Try as she might, she couldn’t find that place of memory again. Eventually they brought her back to her cell.

The next day, they put her in leg irons, bagged her head and brought her into a vehicle that jounced and jostled for an unguessable time. She was brought into what was unmistakably a bus that stank of unwashed humans and sounded like a bad day on a mental ward. She was belted into a seat, her hands attached to restraints at her sides. There was a person next to her, also seated. When the guards who’d brought her in went away, she said hello.
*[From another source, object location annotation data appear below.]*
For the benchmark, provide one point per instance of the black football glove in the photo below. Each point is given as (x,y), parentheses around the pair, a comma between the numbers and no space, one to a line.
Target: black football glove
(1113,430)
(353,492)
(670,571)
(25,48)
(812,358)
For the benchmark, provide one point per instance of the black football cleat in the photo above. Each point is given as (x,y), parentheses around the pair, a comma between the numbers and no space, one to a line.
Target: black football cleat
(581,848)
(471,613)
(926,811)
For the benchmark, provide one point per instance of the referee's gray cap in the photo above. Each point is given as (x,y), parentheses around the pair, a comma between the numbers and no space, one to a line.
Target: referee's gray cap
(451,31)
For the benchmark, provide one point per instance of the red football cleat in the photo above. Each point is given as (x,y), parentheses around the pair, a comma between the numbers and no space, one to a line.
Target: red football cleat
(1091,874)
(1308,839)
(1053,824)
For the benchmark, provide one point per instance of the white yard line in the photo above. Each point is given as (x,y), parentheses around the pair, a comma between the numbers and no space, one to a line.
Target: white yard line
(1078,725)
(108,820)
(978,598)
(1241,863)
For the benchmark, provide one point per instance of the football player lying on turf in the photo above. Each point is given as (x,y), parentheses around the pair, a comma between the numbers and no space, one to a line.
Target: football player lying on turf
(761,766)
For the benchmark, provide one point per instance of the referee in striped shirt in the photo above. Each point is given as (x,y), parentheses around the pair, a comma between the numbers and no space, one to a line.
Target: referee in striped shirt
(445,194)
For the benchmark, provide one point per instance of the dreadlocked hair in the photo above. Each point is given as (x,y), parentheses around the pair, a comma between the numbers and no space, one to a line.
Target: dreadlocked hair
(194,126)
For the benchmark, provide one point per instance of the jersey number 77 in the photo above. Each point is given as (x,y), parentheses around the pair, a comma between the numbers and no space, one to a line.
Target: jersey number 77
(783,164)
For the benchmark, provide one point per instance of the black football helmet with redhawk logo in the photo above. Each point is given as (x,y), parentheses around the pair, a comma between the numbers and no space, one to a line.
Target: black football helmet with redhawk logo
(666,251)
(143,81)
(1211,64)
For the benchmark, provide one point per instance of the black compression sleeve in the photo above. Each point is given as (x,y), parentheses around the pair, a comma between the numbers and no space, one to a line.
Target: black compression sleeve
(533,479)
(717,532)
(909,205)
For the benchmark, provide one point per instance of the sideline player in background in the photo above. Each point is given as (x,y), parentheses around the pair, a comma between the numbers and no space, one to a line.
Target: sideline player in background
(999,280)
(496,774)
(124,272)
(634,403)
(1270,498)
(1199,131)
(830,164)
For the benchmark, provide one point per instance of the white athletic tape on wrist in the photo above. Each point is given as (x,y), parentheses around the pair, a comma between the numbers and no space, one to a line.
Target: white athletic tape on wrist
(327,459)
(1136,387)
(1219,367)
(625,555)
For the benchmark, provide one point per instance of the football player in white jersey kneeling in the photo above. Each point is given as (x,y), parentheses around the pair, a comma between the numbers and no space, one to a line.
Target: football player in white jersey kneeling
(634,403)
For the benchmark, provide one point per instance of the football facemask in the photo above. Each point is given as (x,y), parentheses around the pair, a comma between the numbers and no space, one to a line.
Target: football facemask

“Hello.” It was a woman’s voice.

“Can you see?”

“You mean, do I have a bag on my head? Naw. Why do you?”

She shrugged.

“Where are we?”

“Kingston,” the voice said.

“Ontario?”

“Not Jamaica.” A snort of laughter. Limpopo got the sense others listened in on their conversations, a localized stillness of eavesdroppers.

“Where does this bus go?”

“You’re shitting me.”

“I’m not. It’s – They killed my friends, took me in, held me. Bagged me and brought me here. Now I don’t know where I’m going.”

“Prison. Kingston Prison for Women.”

“Oh. I guess that makes sense.”

“If you say so.” Limpopo had been away from real human contact for so long she caught herself warming to this stranger, who could be an undercover interrogator, or even just not a nice person.

“What’s your name?”

“Jaclynn,” the woman said. “What’s the G stand for?”

“G?”

“Your transfer paperwork. It’s stuck to your chest. Says you’re G. Denton.”

She shrugged. She should have known she wouldn’t be committed to the system as Luiza Gil, let alone Limpopo. As toothless as the Brazilian consul was, as distant and hunted as walkaways were, for so long as she had her name, she could be found. She wasn’t to be found until they were ready to put her on display, if that day ever came.

“G? To be honest, I have no idea.” She thought of Kipling’s “great gray-green, greasy Limpopo.”

“Amnesia, huh?”

“Not exactly.”

“You’re a real mystery, you know? Bag on your face, no name.”

“I have a name. I just don’t know what name they’re sending me up under.”

“What name were you tried under?”

“No trial. Just snatched. Political. I’m walkaway.”

“One of those? Figures. Seem to run into plenty of you-all whenever I’m enjoying the hospitality. Hey! Any walkaways on the bus?”

Voices raised in reply. Catcalls and groans too. Under her hood, Limpopo grinned. She wondered what “G” stood for.

6

THE NEXT DAYS OF A BETTER NATION 

[I]

THE WEIRDEST THING about getting old was not sleeping. Tam routinely found herself awake at hours that she hadn’t seen since she was a teenager. Weird hours when you could spot unsuspected urban wildlife: foraging raccoons, stealthy foxes, bats. Seth, that asshole, didn’t suffer from this problem. Slept like a rock. A bald rock, didn’t have the decency to admit being self-conscious about his receding hair line (“what do you call one hundred rabbits running backwards?” he’d say whenever she raised the subject). She’d had a freak when her hair started going, did several consultations with walkaway docs around the world, found one in Thailand who specialized in trans people, got a file for printable pills she took every day. They did the trick.